I. Inspection visuelle et diagnostic préliminaire
1. Vérification de l'état physique
Tout d’abord, inspectez le boîtier du VFD pour détecter toute déformation, marque de brûlure ou chaleur anormale. Par exemple, dans une usine chimique, le personnel de maintenance a découvert une importante accumulation de poussière dans les trous de ventilation du VFD, provoquant une surchauffe et une panne du module IGBT interne. Nettoyer régulièrement la poussière des conduits d'air et vérifier le fonctionnement du ventilateur de refroidissement (remplacer immédiatement les ventilateurs en cas de bruit anormal ou d'arrêt) peut éviter de tels problèmes.
2. Analyse de l'état des voyants lumineux
Les onduleurs modernes comportent généralement des indicateurs LED multicolores-. Un voyant vert fixe indique un fonctionnement normal, tandis qu'un voyant rouge clignotant peut signaler un défaut de surintensité (par exemple, code d'erreur E008 de la série Emerson TD3000). Les voyants jaunes sont souvent associés à des erreurs de communication. Consultez le manuel de l’équipement pour interpréter la signification spécifique des codes. Par exemple, le code « E.OC1 » sur la série Mitsubishi FR-A800 indique une surintensité détectée lors de l'accélération.
II. Mesure des paramètres électriques
1. Inspection côté entrée
Utilisez un multimètre pour mesurer la tension d'entrée triphasée-. Les écarts ne doivent pas dépasser ± 10 % de la valeur nominale.
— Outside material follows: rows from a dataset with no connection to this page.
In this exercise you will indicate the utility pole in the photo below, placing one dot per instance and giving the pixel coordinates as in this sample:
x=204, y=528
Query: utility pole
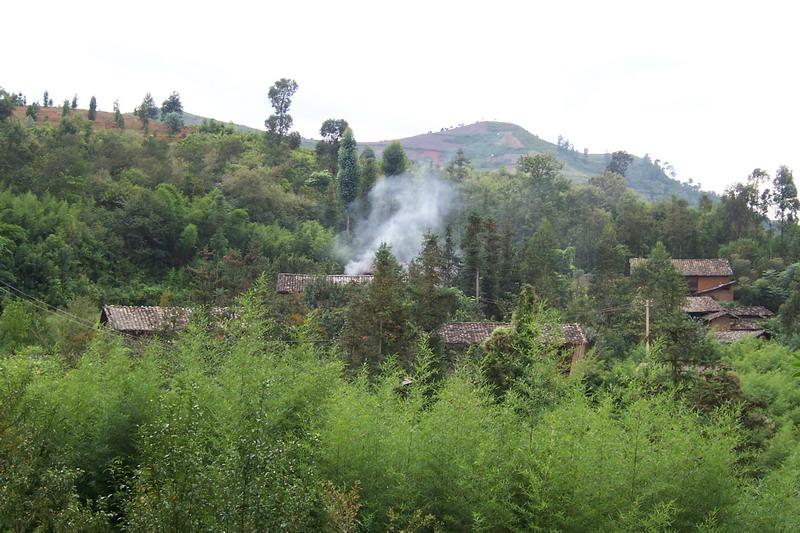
x=477, y=285
x=647, y=303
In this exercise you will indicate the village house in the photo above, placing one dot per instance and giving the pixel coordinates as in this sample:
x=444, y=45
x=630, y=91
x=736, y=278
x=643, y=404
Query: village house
x=728, y=323
x=460, y=335
x=150, y=319
x=296, y=283
x=704, y=277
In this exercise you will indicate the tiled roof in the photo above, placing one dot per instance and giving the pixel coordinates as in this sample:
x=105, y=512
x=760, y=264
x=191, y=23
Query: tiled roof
x=477, y=332
x=745, y=324
x=574, y=334
x=701, y=305
x=695, y=267
x=713, y=316
x=135, y=318
x=469, y=332
x=288, y=283
x=752, y=311
x=717, y=287
x=733, y=336
x=145, y=318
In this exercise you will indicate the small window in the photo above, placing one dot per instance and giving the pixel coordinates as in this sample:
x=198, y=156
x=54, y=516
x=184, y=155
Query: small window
x=692, y=284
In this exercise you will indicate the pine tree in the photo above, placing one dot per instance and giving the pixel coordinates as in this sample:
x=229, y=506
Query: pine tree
x=540, y=264
x=119, y=120
x=348, y=171
x=432, y=302
x=369, y=170
x=450, y=260
x=459, y=167
x=490, y=278
x=394, y=159
x=785, y=197
x=32, y=111
x=146, y=110
x=378, y=318
x=473, y=256
x=172, y=105
x=92, y=108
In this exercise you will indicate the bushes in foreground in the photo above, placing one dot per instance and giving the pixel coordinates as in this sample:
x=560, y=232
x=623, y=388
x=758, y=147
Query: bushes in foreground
x=233, y=430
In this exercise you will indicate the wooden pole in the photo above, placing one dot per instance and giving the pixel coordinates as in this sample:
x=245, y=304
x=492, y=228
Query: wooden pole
x=647, y=303
x=477, y=285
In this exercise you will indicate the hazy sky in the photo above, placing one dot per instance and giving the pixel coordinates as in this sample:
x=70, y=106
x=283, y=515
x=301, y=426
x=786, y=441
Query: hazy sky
x=711, y=87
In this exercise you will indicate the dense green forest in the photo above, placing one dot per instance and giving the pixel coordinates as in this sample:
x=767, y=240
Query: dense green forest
x=340, y=408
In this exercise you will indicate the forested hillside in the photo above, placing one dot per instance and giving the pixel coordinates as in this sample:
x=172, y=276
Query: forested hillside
x=342, y=407
x=494, y=145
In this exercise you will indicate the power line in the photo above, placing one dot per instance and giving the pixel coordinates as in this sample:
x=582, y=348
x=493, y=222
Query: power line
x=48, y=306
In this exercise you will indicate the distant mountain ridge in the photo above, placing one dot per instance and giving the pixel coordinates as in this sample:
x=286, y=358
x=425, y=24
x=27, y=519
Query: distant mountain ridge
x=492, y=145
x=488, y=145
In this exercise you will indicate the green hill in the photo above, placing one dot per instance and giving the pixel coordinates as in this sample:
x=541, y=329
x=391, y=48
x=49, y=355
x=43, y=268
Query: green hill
x=491, y=145
x=195, y=120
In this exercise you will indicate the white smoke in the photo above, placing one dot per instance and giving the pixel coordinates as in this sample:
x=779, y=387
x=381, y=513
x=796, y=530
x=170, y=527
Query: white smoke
x=401, y=209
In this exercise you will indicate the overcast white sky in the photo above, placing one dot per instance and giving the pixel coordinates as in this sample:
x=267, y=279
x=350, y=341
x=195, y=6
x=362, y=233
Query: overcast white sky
x=711, y=87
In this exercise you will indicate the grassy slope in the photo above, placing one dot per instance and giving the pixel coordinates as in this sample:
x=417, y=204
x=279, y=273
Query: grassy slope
x=489, y=145
x=499, y=144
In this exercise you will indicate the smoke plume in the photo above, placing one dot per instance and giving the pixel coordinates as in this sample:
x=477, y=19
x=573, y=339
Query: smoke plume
x=399, y=211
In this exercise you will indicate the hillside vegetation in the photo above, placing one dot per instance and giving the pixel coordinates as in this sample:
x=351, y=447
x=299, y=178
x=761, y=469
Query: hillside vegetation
x=341, y=407
x=492, y=145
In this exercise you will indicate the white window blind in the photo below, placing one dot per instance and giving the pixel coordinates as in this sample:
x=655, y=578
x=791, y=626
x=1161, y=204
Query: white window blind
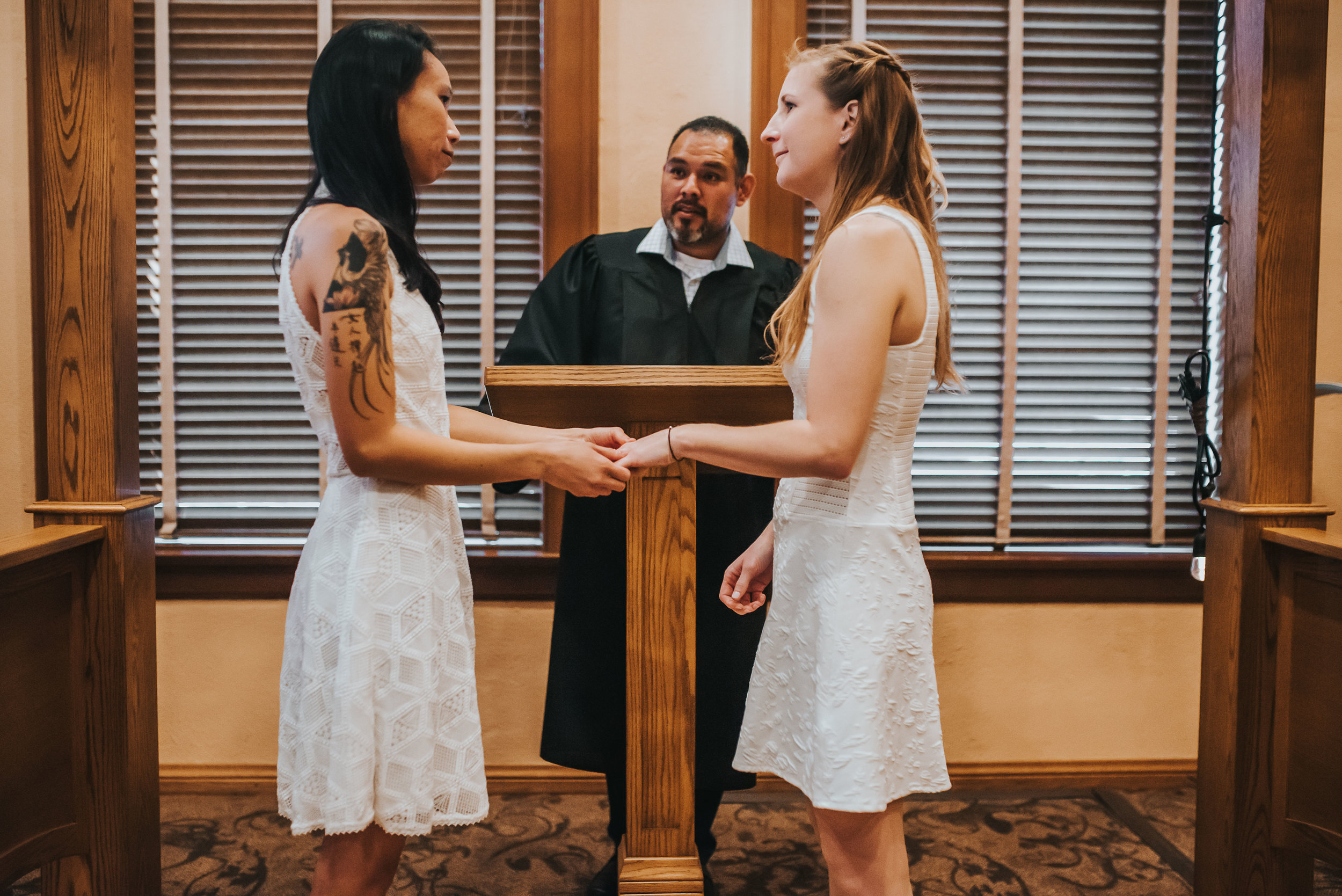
x=245, y=454
x=1071, y=324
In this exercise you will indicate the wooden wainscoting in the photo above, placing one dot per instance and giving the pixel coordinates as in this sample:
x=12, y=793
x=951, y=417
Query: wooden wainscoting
x=1125, y=774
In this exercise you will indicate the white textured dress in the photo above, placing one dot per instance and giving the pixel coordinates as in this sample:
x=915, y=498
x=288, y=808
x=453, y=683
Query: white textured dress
x=843, y=695
x=377, y=709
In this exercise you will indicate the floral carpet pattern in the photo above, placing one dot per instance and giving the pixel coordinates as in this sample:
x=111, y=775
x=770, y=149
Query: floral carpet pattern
x=972, y=844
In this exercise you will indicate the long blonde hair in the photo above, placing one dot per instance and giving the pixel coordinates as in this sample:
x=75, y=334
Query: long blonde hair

Une étude de cas dans une usine textile a révélé que les fluctuations de tension du réseau provoquant la perte de la phase L1 déclenchaient le défaut « Perte de phase d'entrée » de l'onduleur (code F3003 de la série Siemens G120). Il est recommandé d'utiliser un compteur RMS vrai et de vérifier simultanément l'impédance de contact du disjoncteur (normalement<50mΩ).
2. Inspection du bus CC
With power disconnected (after 5 minutes of discharge), use a megohmmeter to test the insulation resistance between positive/negative bus bars and ground (standard value >5MΩ). Dans le cas d'une panne de moteur de broyeur vertical dans une cimenterie, la résistance du bus-à-terre ne mesurait que 0,8 MΩ, révélant finalement une isolation vieillie dans le module de résistance de freinage. Après la mise sous tension-, vérifiez la tension du bus ; pour les modèles 380 V, la plage normale doit être de 510 à 540 V CC.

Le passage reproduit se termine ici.